Tk Windows keysyms bug explained

Материал из Tkabber Wiki

Содержание

Multiple keymaps

Russian (and, in fact, most "non-Latin-1") users use several "keymaps" when typing. "Keymap" stands for a mapping that the system uses when it translates the user's keypresses into characters, which, for example, are inserted into a text editor in which window the user is typing.

Usually one of these keymaps is the standard "en_US" and another (or other) are for some "incompatible" language, say, "ru_RU" for Russian Cyrillic.

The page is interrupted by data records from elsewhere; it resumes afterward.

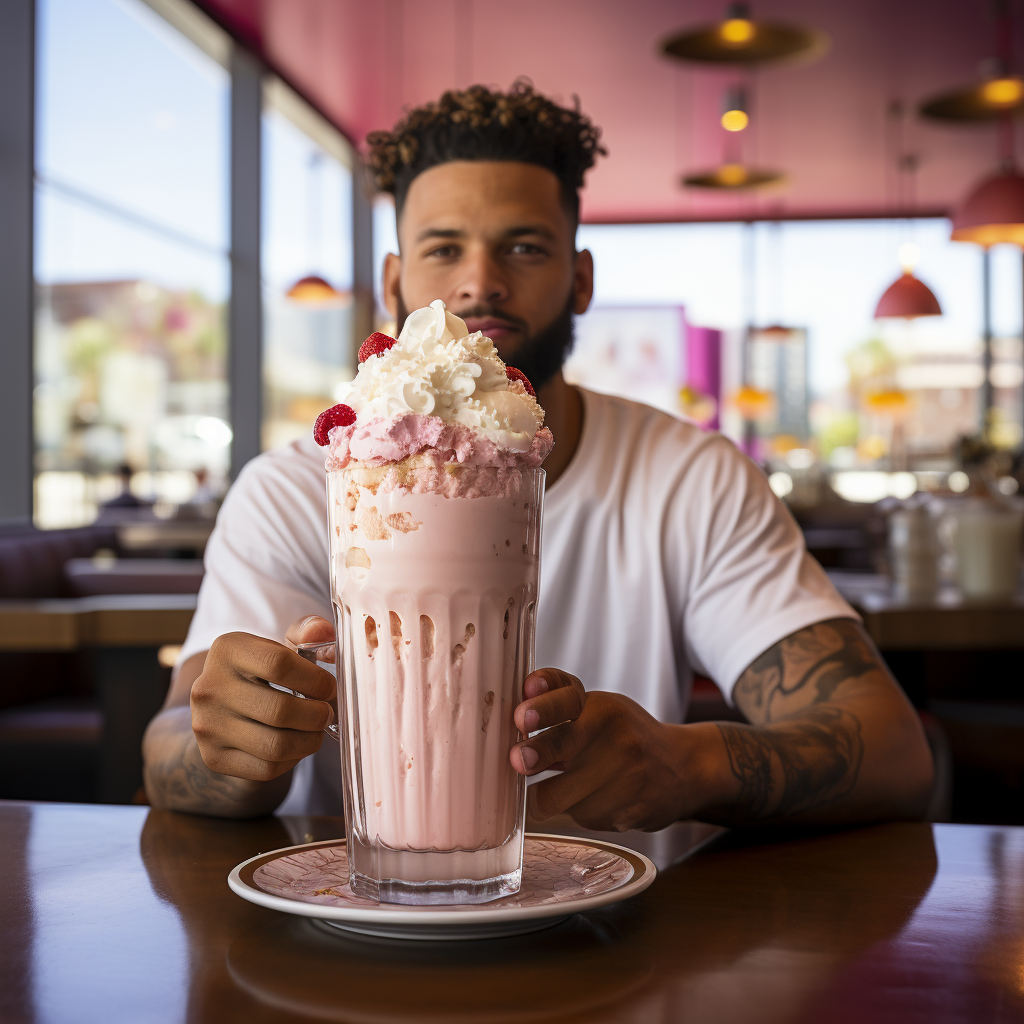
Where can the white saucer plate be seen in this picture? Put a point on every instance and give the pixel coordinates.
(562, 876)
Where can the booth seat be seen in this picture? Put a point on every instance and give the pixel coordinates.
(55, 740)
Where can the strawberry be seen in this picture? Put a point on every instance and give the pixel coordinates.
(336, 416)
(374, 345)
(517, 375)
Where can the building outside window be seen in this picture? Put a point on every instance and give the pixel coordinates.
(307, 264)
(131, 258)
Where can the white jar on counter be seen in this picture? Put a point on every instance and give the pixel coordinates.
(985, 535)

Just to recap for those who aren't familiar with the idea of keymaps: the keyboard always generates the same "scancodes" for each physical key, but when it comes to translation of the scancodes to the corresponding characters the currenlty active keymap is taken into account.

For example, on my system I have English and Russian keymaps, so if I start a text editor (or take any widget accepting textual input and type "qwerty" on both keymaps (separating the sentencies by a newline), I will get:

qwerty
йцукен

because on my "Russian Windows keyboard" I have "й" depicted on the "q" key and so on, which corresponds to the appropriate keymap. You can look at this picture of such keyboard to get the idea: [1].

A small testbed

Now let's create a small testbed that will serve as a demonstration tool for the further explanations. In the freshly started wish I type:

bind . <Key> { puts "%K - %A" }

i.e. when I press a key on the Tk root window I will get the keysym and the corresponding character for that key printed in the console window.

The problem

Let's start with the example which demonstrates why translation of keypresses to keysyms is broken in Windows Tk.

At first I ensure I'm on the English keymap and type the standard encantation — "qwerty". So I get

q - q
w - w
e - e
r - r
t - t
y - y

printed at the console. This is perfectly OK.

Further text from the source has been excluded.